How to destruct a exist in goal for coq

Question

This is a bit generic so feel free to ask for details, I simplified to make the problem easier to communicate.

Say my goal is

let (r,_) := f x in Q r

where fx has type {u | P u} {u | P u} .

I want to "destruct" this so that I have Q r as the goal with P r as a hypothesis. What is the best way to achieve this ? In the past, I have achieved what I wanted by

pose (f x).

and then simplifying.

Per request here is some simplified code.

Parameter T:Type.
Parameter P:T -> Prop.

Axiom A : {t:T|P t}.

Definition myvar:T.
  destruct A.
  exact x.
Defined.
Theorem B : P myvar.

Answer 1

unfold myvar; destruct A.

will solve your goal in this particular case.

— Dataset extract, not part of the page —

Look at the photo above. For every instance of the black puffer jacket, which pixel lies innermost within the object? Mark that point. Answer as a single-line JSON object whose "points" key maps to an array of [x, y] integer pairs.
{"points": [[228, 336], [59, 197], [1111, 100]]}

In general, the destruct tactic can be used with with any term and it will try to abstract the term out and destruct it. However, note that this may fail sometimes, particularly when using dependent types.

The reason is that destruct uses the gallina match underneath, and in Coq, pattern matching may lose some typing information if not done carefully, search for "Convoy Pattern" for more information.

Answer 2

You can name the 'outputs' of a destruct tactic if you want:

(* Stupid definitions to create a minimal example *)
Parameter A: Set.
Parameter P Q: A -> Prop.
Definition f (x: A) : {r | P r }.
Admitted.

Goal (forall x, let (r, _) := f x in Q r).
intro x.
destruct f as [r hr]. (* you goal has now r: A and hr : P r as premises *)
Abort.

Edit: more info after comment. If you don't name them, Coq will do it automatically for you using a scheme based on xi variables ( x0, x1, ... ). You can only force the naming of the first variable if you don't care about the name of the second part using destruct f as [r].